Mais le travail des philologues sur les mots et les choses est loin d’être achevé, et les préjugés que nous insuffle, entre autres, la croyance au progrès des sciences modernes nous valent bien des incompréhensions. Un seul exemple, que je tire de mes travaux sur les témoins anciens sur la sismicité historique des pays méditerranéens. Les géophysiciens, et bien d’autres, veulent se moquer de la théorie d’Aristote sur les causes des tremblements de terre et du volcanisme . Car on croit pouvoir lire dans un de ses traités que, selon lui, le centre de la terre enfermerait un souffle puissant qui en se dilatant provoquerait l’ouverture des failles et les éruptions des volcans. Mais c’est oublier que le sens du mot grec employé par Aristote, pneuma, relève, dans nos dictionnaires, d’une tradition directement placée sous l’ influence du grec hellénistique, et particulièrement celui de la traduction de la Bible hébraique par les Septante. Dans ce contexte, évidemment, le mot pneuma sert à traduire ce que l’hébreu désigne par “souffle”. Mais une étude du vocabulaire utilisé dans les textes du 4e siècle avant J.C., permet de montrer que, à cette époque, celle d’Aristote, le mot pneuma désignait bien plus qu’un courant d’air : il servait à caractériser toute matière portée à une certaine température et dotée par cela même d’une forte énergie expansive ou vitale. En somme, la meilleure traduction que l’on devrait donner de pneuma dans le texte d’Aristote sur les tremblements de terre et les volcans, c’est le terme tout à fait moderne de magma...

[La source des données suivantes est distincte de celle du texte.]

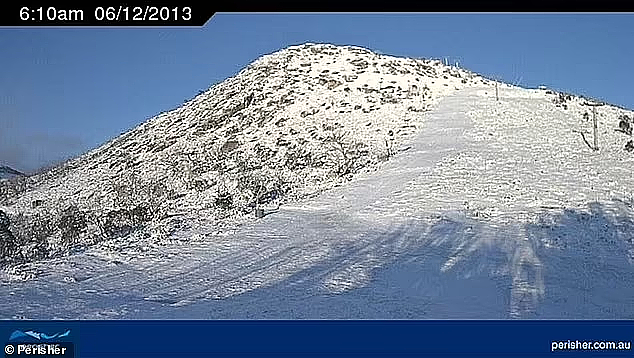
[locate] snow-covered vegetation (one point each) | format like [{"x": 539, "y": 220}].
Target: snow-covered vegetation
[{"x": 389, "y": 188}]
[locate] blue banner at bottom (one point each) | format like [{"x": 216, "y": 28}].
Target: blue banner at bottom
[{"x": 316, "y": 338}]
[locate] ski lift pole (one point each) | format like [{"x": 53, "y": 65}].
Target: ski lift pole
[{"x": 594, "y": 122}]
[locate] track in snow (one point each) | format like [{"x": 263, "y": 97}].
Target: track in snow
[{"x": 380, "y": 247}]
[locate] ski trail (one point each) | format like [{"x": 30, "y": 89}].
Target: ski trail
[
  {"x": 338, "y": 246},
  {"x": 395, "y": 243},
  {"x": 528, "y": 281}
]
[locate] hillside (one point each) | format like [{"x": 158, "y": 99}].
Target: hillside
[
  {"x": 7, "y": 172},
  {"x": 290, "y": 125},
  {"x": 481, "y": 208}
]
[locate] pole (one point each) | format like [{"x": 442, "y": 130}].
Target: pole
[{"x": 594, "y": 123}]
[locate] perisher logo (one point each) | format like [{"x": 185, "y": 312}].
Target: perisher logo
[{"x": 20, "y": 335}]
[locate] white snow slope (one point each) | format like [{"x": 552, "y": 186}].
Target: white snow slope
[{"x": 493, "y": 209}]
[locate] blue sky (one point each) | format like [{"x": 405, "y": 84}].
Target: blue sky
[{"x": 64, "y": 91}]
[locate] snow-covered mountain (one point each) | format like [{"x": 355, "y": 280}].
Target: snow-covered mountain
[
  {"x": 7, "y": 172},
  {"x": 391, "y": 188}
]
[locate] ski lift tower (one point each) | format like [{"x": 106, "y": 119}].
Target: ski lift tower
[{"x": 594, "y": 106}]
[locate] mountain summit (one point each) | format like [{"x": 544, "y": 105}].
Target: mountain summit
[
  {"x": 328, "y": 181},
  {"x": 7, "y": 172}
]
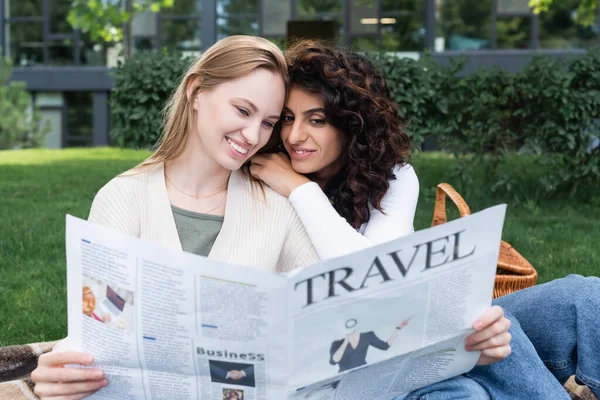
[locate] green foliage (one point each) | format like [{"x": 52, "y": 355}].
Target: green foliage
[
  {"x": 585, "y": 14},
  {"x": 104, "y": 20},
  {"x": 20, "y": 125},
  {"x": 143, "y": 85},
  {"x": 551, "y": 107}
]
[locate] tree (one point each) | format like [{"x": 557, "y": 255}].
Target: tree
[
  {"x": 103, "y": 20},
  {"x": 21, "y": 124},
  {"x": 585, "y": 14}
]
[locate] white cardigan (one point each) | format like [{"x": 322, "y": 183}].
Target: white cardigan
[
  {"x": 332, "y": 236},
  {"x": 258, "y": 231}
]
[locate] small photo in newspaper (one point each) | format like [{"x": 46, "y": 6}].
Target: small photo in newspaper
[
  {"x": 321, "y": 391},
  {"x": 359, "y": 333},
  {"x": 108, "y": 304},
  {"x": 231, "y": 373},
  {"x": 233, "y": 394}
]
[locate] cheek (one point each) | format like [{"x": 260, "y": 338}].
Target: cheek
[{"x": 285, "y": 132}]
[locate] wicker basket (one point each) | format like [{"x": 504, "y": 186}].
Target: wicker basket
[{"x": 514, "y": 271}]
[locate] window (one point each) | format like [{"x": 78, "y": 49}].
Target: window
[
  {"x": 464, "y": 24},
  {"x": 558, "y": 29}
]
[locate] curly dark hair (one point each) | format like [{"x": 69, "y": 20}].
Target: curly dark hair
[{"x": 358, "y": 103}]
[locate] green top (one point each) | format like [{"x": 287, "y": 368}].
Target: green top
[{"x": 197, "y": 231}]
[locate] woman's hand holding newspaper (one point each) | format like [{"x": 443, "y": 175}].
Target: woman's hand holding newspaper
[
  {"x": 492, "y": 337},
  {"x": 54, "y": 380}
]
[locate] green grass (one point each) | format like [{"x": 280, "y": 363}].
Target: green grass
[{"x": 38, "y": 187}]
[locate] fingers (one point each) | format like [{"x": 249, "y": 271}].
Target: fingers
[
  {"x": 497, "y": 328},
  {"x": 500, "y": 340},
  {"x": 73, "y": 389},
  {"x": 66, "y": 374},
  {"x": 489, "y": 356},
  {"x": 55, "y": 358},
  {"x": 489, "y": 317}
]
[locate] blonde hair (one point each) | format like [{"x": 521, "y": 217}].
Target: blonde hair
[{"x": 228, "y": 59}]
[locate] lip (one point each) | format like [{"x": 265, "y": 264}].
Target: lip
[
  {"x": 233, "y": 151},
  {"x": 296, "y": 156}
]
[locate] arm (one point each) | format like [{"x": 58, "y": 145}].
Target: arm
[
  {"x": 339, "y": 238},
  {"x": 337, "y": 350},
  {"x": 116, "y": 206},
  {"x": 298, "y": 250}
]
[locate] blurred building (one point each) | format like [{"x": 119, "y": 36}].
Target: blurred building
[{"x": 68, "y": 74}]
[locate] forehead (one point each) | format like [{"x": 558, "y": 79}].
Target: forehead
[
  {"x": 298, "y": 98},
  {"x": 262, "y": 87}
]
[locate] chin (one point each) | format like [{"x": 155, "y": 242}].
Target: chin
[
  {"x": 302, "y": 168},
  {"x": 231, "y": 164}
]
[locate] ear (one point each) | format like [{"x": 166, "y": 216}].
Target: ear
[{"x": 192, "y": 90}]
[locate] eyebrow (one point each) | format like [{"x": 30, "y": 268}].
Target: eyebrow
[
  {"x": 309, "y": 111},
  {"x": 254, "y": 108}
]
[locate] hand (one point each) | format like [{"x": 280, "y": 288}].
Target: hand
[
  {"x": 492, "y": 337},
  {"x": 236, "y": 375},
  {"x": 276, "y": 171},
  {"x": 54, "y": 380}
]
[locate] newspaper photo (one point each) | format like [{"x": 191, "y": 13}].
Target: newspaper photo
[{"x": 375, "y": 324}]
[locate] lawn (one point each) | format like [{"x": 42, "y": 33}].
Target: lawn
[{"x": 38, "y": 187}]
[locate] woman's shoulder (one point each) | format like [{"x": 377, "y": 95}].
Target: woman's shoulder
[
  {"x": 405, "y": 177},
  {"x": 127, "y": 183},
  {"x": 263, "y": 197}
]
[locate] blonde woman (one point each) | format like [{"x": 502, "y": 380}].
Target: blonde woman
[{"x": 192, "y": 194}]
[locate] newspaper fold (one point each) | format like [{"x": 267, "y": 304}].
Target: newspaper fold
[{"x": 375, "y": 324}]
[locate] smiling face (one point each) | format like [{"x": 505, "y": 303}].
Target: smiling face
[
  {"x": 235, "y": 119},
  {"x": 314, "y": 145}
]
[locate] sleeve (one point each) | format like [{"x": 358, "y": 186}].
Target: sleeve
[
  {"x": 298, "y": 250},
  {"x": 334, "y": 347},
  {"x": 116, "y": 206},
  {"x": 332, "y": 236},
  {"x": 377, "y": 343}
]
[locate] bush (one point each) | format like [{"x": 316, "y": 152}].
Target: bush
[
  {"x": 20, "y": 125},
  {"x": 143, "y": 85}
]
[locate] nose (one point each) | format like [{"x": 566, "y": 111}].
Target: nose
[
  {"x": 251, "y": 133},
  {"x": 296, "y": 133}
]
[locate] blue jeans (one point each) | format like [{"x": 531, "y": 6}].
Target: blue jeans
[{"x": 554, "y": 330}]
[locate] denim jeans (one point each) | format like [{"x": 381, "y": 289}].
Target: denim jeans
[{"x": 554, "y": 335}]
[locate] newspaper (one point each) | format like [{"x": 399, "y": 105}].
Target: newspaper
[{"x": 376, "y": 324}]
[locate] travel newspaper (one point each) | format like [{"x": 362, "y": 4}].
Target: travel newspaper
[{"x": 375, "y": 324}]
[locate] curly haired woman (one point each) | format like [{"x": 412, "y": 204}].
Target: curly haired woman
[{"x": 347, "y": 174}]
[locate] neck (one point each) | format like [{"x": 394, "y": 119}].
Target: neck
[{"x": 196, "y": 173}]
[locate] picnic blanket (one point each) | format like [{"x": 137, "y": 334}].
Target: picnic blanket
[{"x": 17, "y": 362}]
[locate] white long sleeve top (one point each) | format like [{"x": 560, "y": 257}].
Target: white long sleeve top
[{"x": 332, "y": 236}]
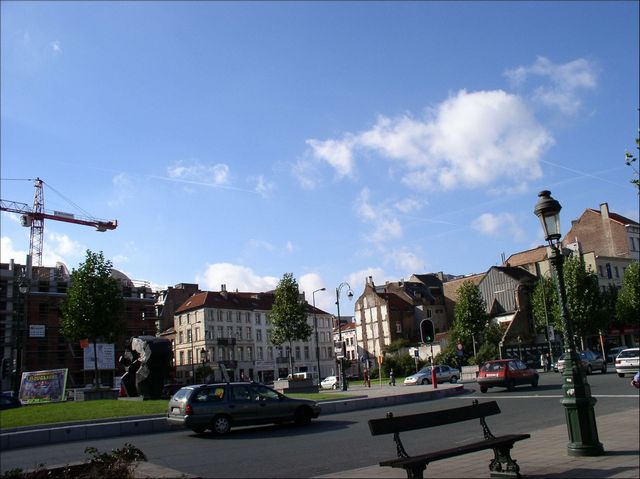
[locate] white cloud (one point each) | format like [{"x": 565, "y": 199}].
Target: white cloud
[
  {"x": 504, "y": 224},
  {"x": 235, "y": 277},
  {"x": 405, "y": 261},
  {"x": 408, "y": 205},
  {"x": 385, "y": 226},
  {"x": 263, "y": 187},
  {"x": 562, "y": 83},
  {"x": 8, "y": 252},
  {"x": 217, "y": 175},
  {"x": 470, "y": 140}
]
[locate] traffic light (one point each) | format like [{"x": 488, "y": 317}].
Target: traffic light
[
  {"x": 6, "y": 367},
  {"x": 427, "y": 331}
]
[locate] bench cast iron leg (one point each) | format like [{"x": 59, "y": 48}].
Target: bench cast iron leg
[
  {"x": 416, "y": 471},
  {"x": 502, "y": 465}
]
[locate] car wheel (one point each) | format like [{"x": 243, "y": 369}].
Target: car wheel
[
  {"x": 302, "y": 417},
  {"x": 221, "y": 425}
]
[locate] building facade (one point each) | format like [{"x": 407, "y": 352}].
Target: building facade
[
  {"x": 30, "y": 323},
  {"x": 224, "y": 332}
]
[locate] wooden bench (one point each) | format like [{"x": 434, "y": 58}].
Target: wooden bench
[{"x": 502, "y": 465}]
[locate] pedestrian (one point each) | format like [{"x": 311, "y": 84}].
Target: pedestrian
[{"x": 367, "y": 380}]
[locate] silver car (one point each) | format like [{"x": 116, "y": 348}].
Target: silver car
[
  {"x": 628, "y": 362},
  {"x": 219, "y": 407},
  {"x": 443, "y": 373},
  {"x": 590, "y": 362}
]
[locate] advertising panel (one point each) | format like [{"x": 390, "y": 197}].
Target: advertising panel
[
  {"x": 106, "y": 356},
  {"x": 43, "y": 386}
]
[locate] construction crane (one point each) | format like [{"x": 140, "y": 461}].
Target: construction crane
[{"x": 33, "y": 217}]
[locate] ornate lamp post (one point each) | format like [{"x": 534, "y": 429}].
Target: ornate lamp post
[
  {"x": 341, "y": 373},
  {"x": 315, "y": 325},
  {"x": 577, "y": 399}
]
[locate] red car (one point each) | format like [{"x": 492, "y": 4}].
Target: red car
[{"x": 507, "y": 373}]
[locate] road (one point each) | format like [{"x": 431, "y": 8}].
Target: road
[{"x": 336, "y": 442}]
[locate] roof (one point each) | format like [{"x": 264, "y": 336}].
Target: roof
[
  {"x": 234, "y": 300},
  {"x": 531, "y": 256},
  {"x": 616, "y": 217}
]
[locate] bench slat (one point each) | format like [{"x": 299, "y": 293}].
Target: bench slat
[
  {"x": 432, "y": 419},
  {"x": 456, "y": 451}
]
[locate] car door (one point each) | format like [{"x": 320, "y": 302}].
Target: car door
[
  {"x": 270, "y": 406},
  {"x": 242, "y": 407}
]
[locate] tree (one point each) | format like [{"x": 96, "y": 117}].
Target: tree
[
  {"x": 93, "y": 307},
  {"x": 470, "y": 316},
  {"x": 628, "y": 302},
  {"x": 544, "y": 304},
  {"x": 629, "y": 160},
  {"x": 584, "y": 299},
  {"x": 288, "y": 318}
]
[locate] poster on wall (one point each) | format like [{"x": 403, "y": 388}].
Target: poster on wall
[
  {"x": 106, "y": 356},
  {"x": 43, "y": 386}
]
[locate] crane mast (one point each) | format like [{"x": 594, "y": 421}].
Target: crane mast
[{"x": 33, "y": 217}]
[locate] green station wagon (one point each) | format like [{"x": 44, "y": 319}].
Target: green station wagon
[{"x": 218, "y": 407}]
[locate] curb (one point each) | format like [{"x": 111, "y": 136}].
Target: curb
[{"x": 156, "y": 424}]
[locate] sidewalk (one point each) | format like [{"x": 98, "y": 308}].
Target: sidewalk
[{"x": 542, "y": 456}]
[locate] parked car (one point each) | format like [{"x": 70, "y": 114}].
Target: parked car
[
  {"x": 613, "y": 353},
  {"x": 507, "y": 373},
  {"x": 628, "y": 361},
  {"x": 9, "y": 401},
  {"x": 590, "y": 362},
  {"x": 330, "y": 382},
  {"x": 168, "y": 390},
  {"x": 221, "y": 406},
  {"x": 443, "y": 373}
]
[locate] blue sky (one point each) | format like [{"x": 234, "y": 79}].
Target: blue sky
[{"x": 238, "y": 141}]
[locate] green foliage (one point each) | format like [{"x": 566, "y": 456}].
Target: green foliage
[
  {"x": 94, "y": 305},
  {"x": 584, "y": 300},
  {"x": 398, "y": 344},
  {"x": 288, "y": 318},
  {"x": 629, "y": 160},
  {"x": 470, "y": 316},
  {"x": 628, "y": 301},
  {"x": 118, "y": 464},
  {"x": 545, "y": 297}
]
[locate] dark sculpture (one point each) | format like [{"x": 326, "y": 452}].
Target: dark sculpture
[{"x": 147, "y": 361}]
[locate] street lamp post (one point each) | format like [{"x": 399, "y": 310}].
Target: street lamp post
[
  {"x": 340, "y": 361},
  {"x": 315, "y": 325},
  {"x": 577, "y": 399}
]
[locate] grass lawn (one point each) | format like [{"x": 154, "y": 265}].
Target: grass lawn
[{"x": 68, "y": 411}]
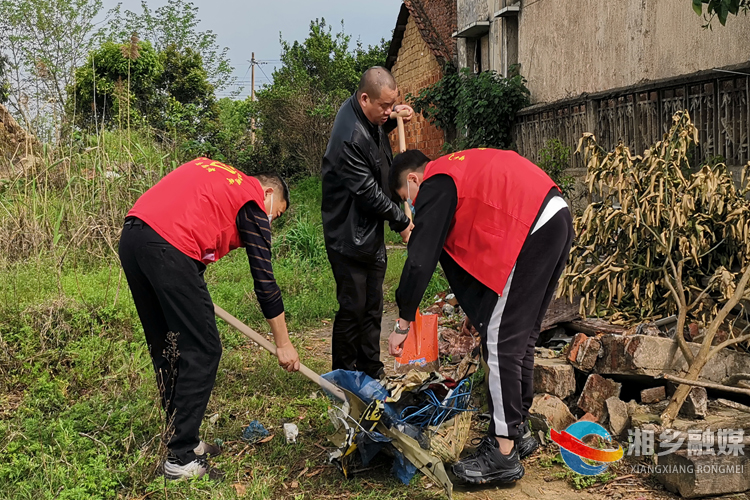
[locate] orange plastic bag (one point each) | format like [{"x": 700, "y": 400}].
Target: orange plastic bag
[{"x": 421, "y": 346}]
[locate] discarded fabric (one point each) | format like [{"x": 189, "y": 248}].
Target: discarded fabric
[{"x": 255, "y": 432}]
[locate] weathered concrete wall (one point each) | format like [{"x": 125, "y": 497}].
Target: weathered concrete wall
[
  {"x": 471, "y": 11},
  {"x": 570, "y": 47},
  {"x": 415, "y": 69}
]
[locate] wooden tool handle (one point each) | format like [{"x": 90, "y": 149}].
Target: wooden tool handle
[
  {"x": 401, "y": 135},
  {"x": 270, "y": 347}
]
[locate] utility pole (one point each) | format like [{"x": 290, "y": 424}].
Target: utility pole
[
  {"x": 252, "y": 77},
  {"x": 252, "y": 96}
]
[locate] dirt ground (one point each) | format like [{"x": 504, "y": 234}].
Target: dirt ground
[{"x": 539, "y": 482}]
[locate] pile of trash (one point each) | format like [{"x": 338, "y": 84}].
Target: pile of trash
[{"x": 428, "y": 413}]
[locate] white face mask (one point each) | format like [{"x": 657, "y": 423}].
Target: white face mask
[{"x": 270, "y": 215}]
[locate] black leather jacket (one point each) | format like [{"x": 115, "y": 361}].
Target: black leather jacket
[{"x": 356, "y": 200}]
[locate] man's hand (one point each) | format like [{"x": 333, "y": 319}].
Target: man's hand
[
  {"x": 396, "y": 343},
  {"x": 404, "y": 107},
  {"x": 285, "y": 351},
  {"x": 288, "y": 357},
  {"x": 396, "y": 340},
  {"x": 406, "y": 233},
  {"x": 466, "y": 327}
]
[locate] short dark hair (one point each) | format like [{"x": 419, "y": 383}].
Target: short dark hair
[
  {"x": 274, "y": 180},
  {"x": 409, "y": 161},
  {"x": 373, "y": 80}
]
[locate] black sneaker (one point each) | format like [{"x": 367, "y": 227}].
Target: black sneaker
[
  {"x": 526, "y": 443},
  {"x": 174, "y": 469},
  {"x": 204, "y": 448},
  {"x": 488, "y": 465}
]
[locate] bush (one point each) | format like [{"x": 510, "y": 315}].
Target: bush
[{"x": 478, "y": 109}]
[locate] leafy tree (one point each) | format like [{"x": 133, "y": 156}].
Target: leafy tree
[
  {"x": 720, "y": 9},
  {"x": 174, "y": 25},
  {"x": 479, "y": 108},
  {"x": 117, "y": 79},
  {"x": 233, "y": 137},
  {"x": 184, "y": 76},
  {"x": 295, "y": 113},
  {"x": 44, "y": 41}
]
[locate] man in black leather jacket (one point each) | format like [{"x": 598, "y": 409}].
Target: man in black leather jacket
[{"x": 356, "y": 203}]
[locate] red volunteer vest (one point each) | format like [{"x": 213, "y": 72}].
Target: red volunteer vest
[
  {"x": 195, "y": 207},
  {"x": 499, "y": 196}
]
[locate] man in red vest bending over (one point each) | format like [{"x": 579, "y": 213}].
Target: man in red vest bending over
[
  {"x": 502, "y": 232},
  {"x": 192, "y": 217}
]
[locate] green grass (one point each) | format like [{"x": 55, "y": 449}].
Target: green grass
[{"x": 79, "y": 417}]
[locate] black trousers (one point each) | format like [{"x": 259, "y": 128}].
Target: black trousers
[
  {"x": 356, "y": 329},
  {"x": 170, "y": 295},
  {"x": 513, "y": 324}
]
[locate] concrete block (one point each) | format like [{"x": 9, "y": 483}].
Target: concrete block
[
  {"x": 549, "y": 411},
  {"x": 696, "y": 404},
  {"x": 616, "y": 416},
  {"x": 653, "y": 395},
  {"x": 554, "y": 376},
  {"x": 652, "y": 356},
  {"x": 596, "y": 391},
  {"x": 584, "y": 351}
]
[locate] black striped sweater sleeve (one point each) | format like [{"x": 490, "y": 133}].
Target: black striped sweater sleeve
[{"x": 255, "y": 232}]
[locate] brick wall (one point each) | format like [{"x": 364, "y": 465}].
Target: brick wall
[{"x": 415, "y": 69}]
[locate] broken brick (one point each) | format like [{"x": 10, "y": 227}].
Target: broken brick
[
  {"x": 550, "y": 412},
  {"x": 616, "y": 415},
  {"x": 554, "y": 376},
  {"x": 696, "y": 404},
  {"x": 584, "y": 351},
  {"x": 653, "y": 395},
  {"x": 596, "y": 391}
]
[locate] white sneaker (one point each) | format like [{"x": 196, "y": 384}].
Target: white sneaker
[
  {"x": 196, "y": 468},
  {"x": 204, "y": 448}
]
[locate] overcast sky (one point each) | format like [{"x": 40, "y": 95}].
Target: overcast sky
[{"x": 252, "y": 25}]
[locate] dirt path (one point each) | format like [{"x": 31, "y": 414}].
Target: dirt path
[{"x": 539, "y": 482}]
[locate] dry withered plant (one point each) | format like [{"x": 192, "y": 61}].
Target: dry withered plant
[{"x": 664, "y": 241}]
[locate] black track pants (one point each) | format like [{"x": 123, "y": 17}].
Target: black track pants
[
  {"x": 356, "y": 329},
  {"x": 170, "y": 295},
  {"x": 514, "y": 323}
]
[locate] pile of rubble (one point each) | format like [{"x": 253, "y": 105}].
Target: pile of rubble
[
  {"x": 16, "y": 146},
  {"x": 618, "y": 378}
]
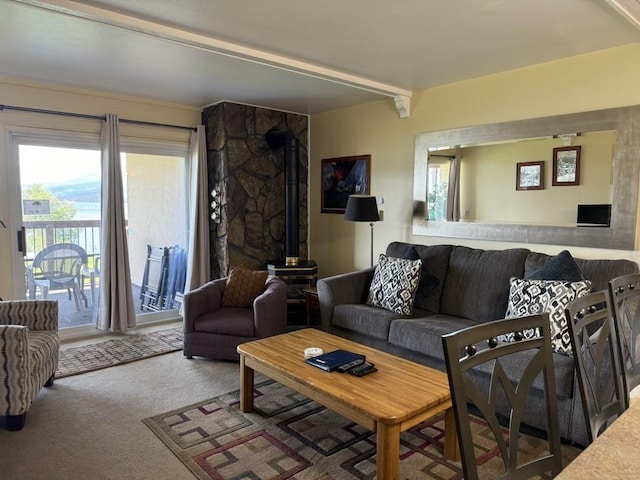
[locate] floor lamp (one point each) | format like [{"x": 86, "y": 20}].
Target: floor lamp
[{"x": 362, "y": 208}]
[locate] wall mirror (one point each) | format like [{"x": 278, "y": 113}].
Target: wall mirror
[{"x": 522, "y": 181}]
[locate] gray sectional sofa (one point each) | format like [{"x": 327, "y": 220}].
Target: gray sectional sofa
[{"x": 465, "y": 286}]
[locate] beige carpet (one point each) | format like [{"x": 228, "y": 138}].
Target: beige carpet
[
  {"x": 290, "y": 436},
  {"x": 125, "y": 348},
  {"x": 88, "y": 427}
]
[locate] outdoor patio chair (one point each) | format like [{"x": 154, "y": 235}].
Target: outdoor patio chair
[
  {"x": 58, "y": 266},
  {"x": 154, "y": 279}
]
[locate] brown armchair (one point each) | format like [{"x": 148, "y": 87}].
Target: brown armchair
[{"x": 213, "y": 330}]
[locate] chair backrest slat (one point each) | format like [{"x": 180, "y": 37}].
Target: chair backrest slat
[
  {"x": 625, "y": 303},
  {"x": 472, "y": 347},
  {"x": 596, "y": 354}
]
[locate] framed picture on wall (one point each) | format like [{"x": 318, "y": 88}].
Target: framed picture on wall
[
  {"x": 341, "y": 177},
  {"x": 530, "y": 176},
  {"x": 566, "y": 166}
]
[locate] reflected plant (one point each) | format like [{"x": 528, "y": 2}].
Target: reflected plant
[{"x": 437, "y": 201}]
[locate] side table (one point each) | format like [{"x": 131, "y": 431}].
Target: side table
[{"x": 312, "y": 305}]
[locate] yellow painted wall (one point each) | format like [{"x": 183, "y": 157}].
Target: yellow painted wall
[
  {"x": 488, "y": 180},
  {"x": 594, "y": 81},
  {"x": 48, "y": 97}
]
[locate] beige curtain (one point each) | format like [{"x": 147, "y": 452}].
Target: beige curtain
[
  {"x": 453, "y": 193},
  {"x": 198, "y": 261},
  {"x": 116, "y": 312}
]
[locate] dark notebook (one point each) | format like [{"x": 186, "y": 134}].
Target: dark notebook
[{"x": 332, "y": 360}]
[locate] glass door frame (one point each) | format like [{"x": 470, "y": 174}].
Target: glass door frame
[{"x": 16, "y": 135}]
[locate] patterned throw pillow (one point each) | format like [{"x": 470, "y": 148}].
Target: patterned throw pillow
[
  {"x": 243, "y": 286},
  {"x": 394, "y": 284},
  {"x": 531, "y": 297}
]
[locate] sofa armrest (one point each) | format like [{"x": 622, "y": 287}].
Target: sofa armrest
[
  {"x": 203, "y": 299},
  {"x": 348, "y": 288},
  {"x": 270, "y": 309},
  {"x": 35, "y": 314},
  {"x": 14, "y": 369}
]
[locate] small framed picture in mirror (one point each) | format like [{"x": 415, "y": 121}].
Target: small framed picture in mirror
[
  {"x": 530, "y": 176},
  {"x": 566, "y": 166}
]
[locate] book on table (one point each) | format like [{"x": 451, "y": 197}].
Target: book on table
[{"x": 332, "y": 361}]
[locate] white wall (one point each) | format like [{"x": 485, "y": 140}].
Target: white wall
[{"x": 594, "y": 81}]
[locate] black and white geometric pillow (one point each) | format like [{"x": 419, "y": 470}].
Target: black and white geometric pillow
[
  {"x": 394, "y": 284},
  {"x": 531, "y": 297}
]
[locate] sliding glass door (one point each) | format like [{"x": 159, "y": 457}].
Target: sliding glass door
[
  {"x": 156, "y": 212},
  {"x": 58, "y": 200}
]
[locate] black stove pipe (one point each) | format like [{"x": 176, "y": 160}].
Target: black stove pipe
[{"x": 275, "y": 139}]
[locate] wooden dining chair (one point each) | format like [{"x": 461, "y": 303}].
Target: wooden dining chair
[
  {"x": 596, "y": 354},
  {"x": 625, "y": 304},
  {"x": 476, "y": 351}
]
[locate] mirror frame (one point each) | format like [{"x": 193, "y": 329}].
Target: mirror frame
[{"x": 626, "y": 170}]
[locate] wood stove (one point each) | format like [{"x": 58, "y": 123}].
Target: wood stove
[{"x": 298, "y": 274}]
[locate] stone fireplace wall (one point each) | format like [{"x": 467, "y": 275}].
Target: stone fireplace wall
[{"x": 251, "y": 230}]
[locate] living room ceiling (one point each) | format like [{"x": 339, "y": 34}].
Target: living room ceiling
[{"x": 292, "y": 55}]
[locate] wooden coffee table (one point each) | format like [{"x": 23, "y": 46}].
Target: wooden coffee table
[{"x": 400, "y": 395}]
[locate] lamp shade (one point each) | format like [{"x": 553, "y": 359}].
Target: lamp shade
[{"x": 361, "y": 208}]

On voit bien par ces quelques exemples que la compréhension de la diversité culturelle doit se fonder très souvent sur une meilleure compréhension des mots et l’amélioration des dictionnaires. C’est là affaire de spécialistes, car les domaines de compétences sont immenses et variés, ils couvrent l’ensemble des activités humaines, de la vie quotidienne, des techniques et de la pensée. C’est bien aussi pourquoi les promoteurs du projet AMP, Accès multilingue au patrimoine, que je représente à cette table ronde, ont fondé leur projet sur la réalisation de dictionnaires spécialisés, accessibles sur le Web et par là même instrument tout à fait adapté à susciter des collaborations et permettant de construire, d’un dictionnaire à un autre, que ce soit dans une même langue ou dans plusieurs, les équivalences de sens dont nous aurons de plus en plus besoin et qu’aucune machine ne sera jamais capable de nous garantir.